(柳原 三佳・ノンフィクション作家)
「ただいま。玉手箱を舞い降ろすことができました」
12月6日、宇宙航空研究開発機構(JAXA)がおこなった記者会見を見ながら、久しぶりにワクワクした方も多いことでしょう。
(参考)6年ぶりカプセル帰還「ただいま」 「玉手箱」開けるの楽しみ―JAXA:時事ドットコム (jiji.com)
記事によれば、探査機「はやぶさ2」は、『6年に及ぶ往復52億キロの飛行を順調にこなした』とのこと。52億キロ? にわかに想像できませんが、地球に投下された「玉手箱」(カプセル)の中に入っているという小惑星の石(砂?)は、いったい何色をしていて、この先どんな謎を解き明かすのか・・・。

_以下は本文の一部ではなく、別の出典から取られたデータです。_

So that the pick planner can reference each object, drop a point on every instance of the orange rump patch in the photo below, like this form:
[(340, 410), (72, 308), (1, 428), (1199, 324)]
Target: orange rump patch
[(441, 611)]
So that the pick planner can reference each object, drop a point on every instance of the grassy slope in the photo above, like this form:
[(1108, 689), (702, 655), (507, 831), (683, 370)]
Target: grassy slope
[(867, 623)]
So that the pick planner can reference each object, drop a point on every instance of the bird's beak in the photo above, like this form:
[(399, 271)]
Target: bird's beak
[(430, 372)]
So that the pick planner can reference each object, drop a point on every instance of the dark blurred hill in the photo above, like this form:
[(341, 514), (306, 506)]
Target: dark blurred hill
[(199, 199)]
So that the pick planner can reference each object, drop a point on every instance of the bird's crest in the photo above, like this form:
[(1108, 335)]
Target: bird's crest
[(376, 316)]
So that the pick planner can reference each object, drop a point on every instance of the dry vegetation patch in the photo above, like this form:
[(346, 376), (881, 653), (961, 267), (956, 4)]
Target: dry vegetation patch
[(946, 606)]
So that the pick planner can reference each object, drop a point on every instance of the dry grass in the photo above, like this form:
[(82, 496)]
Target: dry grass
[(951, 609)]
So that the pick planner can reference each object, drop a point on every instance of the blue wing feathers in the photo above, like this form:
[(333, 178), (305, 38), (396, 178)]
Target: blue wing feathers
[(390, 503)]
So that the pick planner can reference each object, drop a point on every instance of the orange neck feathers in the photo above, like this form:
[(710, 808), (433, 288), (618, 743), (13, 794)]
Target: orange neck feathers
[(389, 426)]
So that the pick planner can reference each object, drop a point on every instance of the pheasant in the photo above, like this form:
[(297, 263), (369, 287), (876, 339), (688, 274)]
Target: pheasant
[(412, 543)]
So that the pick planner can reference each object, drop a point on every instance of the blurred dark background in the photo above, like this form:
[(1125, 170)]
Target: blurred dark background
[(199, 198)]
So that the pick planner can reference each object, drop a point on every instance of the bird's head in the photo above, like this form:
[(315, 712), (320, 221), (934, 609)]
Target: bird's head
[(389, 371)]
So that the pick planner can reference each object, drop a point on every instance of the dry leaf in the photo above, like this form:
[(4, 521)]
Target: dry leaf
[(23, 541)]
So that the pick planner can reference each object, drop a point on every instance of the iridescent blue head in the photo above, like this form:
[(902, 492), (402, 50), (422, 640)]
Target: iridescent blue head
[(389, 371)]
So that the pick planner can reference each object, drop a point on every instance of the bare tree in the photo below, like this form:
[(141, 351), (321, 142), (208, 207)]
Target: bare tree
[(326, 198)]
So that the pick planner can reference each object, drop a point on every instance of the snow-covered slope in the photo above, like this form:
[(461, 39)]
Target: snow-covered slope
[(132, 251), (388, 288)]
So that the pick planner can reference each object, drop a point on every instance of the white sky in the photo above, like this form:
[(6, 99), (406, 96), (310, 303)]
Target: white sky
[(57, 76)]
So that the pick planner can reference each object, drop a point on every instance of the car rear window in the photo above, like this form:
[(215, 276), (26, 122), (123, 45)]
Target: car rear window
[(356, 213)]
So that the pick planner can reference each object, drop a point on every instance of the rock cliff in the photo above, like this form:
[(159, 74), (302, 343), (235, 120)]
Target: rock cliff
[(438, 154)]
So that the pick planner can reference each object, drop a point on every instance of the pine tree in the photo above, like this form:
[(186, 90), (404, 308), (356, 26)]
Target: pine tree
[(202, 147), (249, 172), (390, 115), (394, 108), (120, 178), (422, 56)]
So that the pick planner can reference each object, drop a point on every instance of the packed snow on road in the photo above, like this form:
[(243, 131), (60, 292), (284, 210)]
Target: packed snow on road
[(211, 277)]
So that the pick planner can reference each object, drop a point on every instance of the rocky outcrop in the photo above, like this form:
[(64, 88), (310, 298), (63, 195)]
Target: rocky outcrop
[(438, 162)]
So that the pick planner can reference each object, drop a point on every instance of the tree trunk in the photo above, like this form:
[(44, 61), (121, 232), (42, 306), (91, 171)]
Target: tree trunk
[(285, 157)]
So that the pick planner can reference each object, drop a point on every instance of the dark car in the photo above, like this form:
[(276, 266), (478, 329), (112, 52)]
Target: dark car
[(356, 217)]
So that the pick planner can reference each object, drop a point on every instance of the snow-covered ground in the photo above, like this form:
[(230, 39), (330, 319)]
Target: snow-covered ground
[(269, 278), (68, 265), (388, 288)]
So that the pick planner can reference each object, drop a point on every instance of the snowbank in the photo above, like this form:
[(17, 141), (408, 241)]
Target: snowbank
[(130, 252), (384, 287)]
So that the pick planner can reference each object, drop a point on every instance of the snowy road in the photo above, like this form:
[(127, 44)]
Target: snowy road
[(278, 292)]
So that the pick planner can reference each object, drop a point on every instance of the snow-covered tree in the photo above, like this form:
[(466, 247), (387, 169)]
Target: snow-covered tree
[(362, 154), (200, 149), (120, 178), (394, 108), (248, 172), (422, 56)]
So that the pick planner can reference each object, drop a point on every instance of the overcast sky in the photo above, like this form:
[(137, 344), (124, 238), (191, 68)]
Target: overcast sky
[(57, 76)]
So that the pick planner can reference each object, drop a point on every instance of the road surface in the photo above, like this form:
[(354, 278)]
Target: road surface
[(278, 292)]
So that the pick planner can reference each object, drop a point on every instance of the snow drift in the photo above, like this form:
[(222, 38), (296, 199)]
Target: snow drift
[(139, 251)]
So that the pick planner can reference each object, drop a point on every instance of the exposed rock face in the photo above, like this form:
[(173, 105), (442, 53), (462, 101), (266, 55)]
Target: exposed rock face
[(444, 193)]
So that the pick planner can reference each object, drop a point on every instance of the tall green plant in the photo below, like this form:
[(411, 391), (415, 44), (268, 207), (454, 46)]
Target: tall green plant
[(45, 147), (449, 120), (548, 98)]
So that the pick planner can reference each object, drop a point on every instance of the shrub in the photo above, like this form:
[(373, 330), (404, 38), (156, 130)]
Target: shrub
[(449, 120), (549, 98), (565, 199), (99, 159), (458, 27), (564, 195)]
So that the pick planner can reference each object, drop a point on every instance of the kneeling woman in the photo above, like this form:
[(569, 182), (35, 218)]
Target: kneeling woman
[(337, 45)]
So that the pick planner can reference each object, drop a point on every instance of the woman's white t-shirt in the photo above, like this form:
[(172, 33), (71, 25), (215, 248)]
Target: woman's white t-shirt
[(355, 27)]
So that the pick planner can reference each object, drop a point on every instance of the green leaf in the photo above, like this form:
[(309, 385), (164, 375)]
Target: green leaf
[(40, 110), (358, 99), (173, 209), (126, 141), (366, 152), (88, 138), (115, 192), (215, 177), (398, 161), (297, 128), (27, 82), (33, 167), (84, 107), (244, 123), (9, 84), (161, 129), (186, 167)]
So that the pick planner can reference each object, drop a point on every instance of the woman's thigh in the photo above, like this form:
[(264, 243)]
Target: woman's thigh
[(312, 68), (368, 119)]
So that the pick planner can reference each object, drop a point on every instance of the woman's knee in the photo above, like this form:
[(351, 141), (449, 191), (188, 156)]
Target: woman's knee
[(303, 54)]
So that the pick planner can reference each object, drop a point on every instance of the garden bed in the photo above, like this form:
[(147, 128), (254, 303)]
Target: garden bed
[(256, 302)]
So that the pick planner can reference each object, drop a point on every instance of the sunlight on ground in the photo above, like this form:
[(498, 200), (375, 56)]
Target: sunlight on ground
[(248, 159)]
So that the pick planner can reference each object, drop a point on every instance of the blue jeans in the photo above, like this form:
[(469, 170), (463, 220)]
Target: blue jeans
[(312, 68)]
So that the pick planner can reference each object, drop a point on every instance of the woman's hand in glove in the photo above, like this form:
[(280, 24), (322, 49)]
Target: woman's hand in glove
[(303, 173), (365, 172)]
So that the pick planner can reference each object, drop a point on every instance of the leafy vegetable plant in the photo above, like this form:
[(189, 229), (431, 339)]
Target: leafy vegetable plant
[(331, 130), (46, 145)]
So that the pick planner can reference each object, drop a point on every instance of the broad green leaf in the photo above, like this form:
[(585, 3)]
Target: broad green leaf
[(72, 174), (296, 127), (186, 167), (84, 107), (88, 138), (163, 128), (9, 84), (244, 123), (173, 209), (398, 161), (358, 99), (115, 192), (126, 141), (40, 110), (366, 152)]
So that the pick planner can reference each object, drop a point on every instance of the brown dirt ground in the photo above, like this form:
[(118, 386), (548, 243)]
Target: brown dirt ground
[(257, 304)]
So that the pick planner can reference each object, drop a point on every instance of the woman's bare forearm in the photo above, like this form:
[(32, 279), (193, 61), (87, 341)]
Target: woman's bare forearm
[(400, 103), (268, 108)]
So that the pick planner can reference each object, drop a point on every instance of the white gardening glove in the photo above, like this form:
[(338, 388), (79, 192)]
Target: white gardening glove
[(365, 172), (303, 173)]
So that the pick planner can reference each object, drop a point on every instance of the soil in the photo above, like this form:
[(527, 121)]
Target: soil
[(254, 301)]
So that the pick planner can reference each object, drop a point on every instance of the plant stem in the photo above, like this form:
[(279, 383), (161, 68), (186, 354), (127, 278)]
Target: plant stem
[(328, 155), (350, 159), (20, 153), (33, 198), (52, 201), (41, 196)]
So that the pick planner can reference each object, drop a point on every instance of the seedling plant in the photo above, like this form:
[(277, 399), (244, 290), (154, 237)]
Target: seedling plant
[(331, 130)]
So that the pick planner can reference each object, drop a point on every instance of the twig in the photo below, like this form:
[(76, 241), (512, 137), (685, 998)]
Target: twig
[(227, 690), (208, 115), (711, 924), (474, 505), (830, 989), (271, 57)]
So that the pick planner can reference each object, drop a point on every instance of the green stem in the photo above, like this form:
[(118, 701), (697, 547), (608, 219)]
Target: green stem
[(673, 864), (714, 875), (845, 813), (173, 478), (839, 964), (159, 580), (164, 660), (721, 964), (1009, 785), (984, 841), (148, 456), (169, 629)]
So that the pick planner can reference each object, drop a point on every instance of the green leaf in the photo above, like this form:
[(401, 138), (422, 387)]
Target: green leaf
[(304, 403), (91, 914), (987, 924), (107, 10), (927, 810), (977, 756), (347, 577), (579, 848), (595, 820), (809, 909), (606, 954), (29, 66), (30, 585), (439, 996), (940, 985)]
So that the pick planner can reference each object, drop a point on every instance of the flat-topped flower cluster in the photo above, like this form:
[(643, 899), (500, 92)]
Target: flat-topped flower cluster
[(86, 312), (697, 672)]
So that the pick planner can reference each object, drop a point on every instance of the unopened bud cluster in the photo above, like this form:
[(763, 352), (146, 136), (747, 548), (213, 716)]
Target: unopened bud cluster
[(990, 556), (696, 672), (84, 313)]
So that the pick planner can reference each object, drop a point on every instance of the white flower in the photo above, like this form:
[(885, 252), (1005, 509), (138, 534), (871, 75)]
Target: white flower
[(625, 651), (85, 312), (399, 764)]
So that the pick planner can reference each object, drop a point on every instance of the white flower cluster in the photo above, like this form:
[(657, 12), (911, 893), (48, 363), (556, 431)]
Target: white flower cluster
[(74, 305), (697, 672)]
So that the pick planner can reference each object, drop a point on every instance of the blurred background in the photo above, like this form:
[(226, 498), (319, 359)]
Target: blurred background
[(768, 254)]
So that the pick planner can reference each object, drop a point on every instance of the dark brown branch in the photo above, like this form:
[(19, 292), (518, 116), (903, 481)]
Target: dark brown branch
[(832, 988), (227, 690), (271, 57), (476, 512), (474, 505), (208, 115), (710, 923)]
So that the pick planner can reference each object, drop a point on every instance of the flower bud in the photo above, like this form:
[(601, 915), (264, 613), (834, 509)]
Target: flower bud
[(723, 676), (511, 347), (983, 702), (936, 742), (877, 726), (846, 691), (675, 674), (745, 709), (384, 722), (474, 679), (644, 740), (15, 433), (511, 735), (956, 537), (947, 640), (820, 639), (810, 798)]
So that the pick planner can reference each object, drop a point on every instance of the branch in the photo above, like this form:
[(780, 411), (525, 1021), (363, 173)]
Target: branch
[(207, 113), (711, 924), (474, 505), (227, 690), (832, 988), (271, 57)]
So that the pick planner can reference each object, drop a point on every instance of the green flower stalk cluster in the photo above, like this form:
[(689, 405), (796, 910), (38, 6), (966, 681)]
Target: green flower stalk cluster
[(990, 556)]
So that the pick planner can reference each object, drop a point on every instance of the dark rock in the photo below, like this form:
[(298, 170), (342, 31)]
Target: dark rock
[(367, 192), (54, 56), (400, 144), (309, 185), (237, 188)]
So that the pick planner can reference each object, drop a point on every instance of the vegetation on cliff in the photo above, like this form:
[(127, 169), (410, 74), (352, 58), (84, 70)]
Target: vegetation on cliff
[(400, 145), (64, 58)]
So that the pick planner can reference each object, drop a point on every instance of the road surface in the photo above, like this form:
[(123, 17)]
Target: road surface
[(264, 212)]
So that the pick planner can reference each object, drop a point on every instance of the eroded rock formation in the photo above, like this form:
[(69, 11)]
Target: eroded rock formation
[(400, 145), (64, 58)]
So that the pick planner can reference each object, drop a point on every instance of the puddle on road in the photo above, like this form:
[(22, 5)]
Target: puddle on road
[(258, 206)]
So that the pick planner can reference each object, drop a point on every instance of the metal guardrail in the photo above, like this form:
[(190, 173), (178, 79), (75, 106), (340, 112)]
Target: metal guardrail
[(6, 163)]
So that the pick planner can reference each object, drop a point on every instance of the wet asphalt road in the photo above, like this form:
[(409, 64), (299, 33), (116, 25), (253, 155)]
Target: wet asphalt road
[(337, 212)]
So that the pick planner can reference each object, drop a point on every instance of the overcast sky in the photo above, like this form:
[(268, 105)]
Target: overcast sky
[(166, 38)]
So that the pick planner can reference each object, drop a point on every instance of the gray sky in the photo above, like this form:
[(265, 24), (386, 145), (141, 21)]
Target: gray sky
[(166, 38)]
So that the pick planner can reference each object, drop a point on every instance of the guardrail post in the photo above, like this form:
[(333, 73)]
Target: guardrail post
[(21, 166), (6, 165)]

宇宙のことはよくわかりませんが、地球からはるか遠く離れたところにある「惑星」に思いを馳せるだけでもドキドキしますね。
宇宙旅行にも匹敵する、幕末の世界一周の旅
さて、「小惑星リュウグウの石」のニュースを見ながら、私はあることを思い出していました。それは幕末、異国の地から石を持ち帰っていたサムライたちのことです。
今から160年前、幕府が日米修好通商条約の批准書をアメリカ大統領と交わすため、ワシントンに派遣された「万延元年遣米使節団」。彼らが持ち帰ったのは異国の石や砂だけではありません。ネジ、ギヤマンの瓶、ガラス食器、双眼鏡や時計などさまざまな工業製品、植物や動物(猿や鳥)、その他、トランプや星条旗、英文の書籍などなど。今もそれぞれのゆかりの場所で大切に保管されています。
当時は自藩の外へ出ることも簡単には許されなかった時代です。ましてや、少し前まで「黒船」と恐れられていたアメリカの軍艦に乗って地球を一周するなんて・・・。
それはきっと、現代人にとっての「宇宙」に匹敵するほどの、未知なる地への旅路だったにちがいありません。